“DeepMind’s Latest AI Breakthrough Is Its Most Important Yet: Google-Owned DeepMind’s Go-Playing Artificial Intelligence Can Now Learn without Human Help… or Data”, Matt Burgess2017-10-18 ()⁠:

DeepMind’s human-conquering AlphaGo AI just got even smarter. The firm’s latest Go-playing system not only defeated all previous versions of the software, it did it all by itself. “The most striking thing for me is we don’t need any human data anymore”, says Demis Hassabis, the CEO and co-founder of DeepMind. While the first version of AlphaGo needed to be trained on data from more than 100,000 human games, AlphaGo Zero can learn to play from a blank slate. Not only has DeepMind removed the need for the initial human data input, Zero is also able to learn faster than its predecessor.

David Silver, the main programmer on DeepMind’s Go project, says the original AlphaGo that defeated 18-time world champion Lee Sedol 4–1 required several months of training. “We reached a superior level of performance after training for just 72 hours with AlphaGo Zero”, he says. Only 4.9 million simulated games were needed to train Zero, compared to the original AlphaGo’s 30 million. After the 3 days of learning Zero was able to defeat the Lee Sedol-conquering version 100–0. After it had been playing the game for 40 days, Zero defeated DeepMind’s previous strongest version of AlphaGo, called Master, which defeated Chinese master Ke Jie in May.

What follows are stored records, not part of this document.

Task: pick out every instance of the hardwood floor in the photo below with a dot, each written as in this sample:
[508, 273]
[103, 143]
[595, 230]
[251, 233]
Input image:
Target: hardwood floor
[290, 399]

…When Zero played a game against itself, it was given feedback from the system. A +1 is given if it wins and a −1 if it loses. After each game the neural network behind Zero automatically reconfigures to a new, theoretically better, version. On average the system took 0.4 seconds of thinking time before making a move.

“In the original version, we tried this a couple of years ago and it would collapse”, Hassabis says. He cites DeepMind’s “novel” reinforcement algorithms for Zero’s new ability to learn without prior knowledge. Additionally the new system only uses one neural network instead of 2 and 4 of Google’s AI processors compared to the 48 needed to beat Lee. During the development of Zero, Hassabis says the system was trained on hardware that cost the company as much as $42.62$352017 million. The hardware is also used for other DeepMind projects.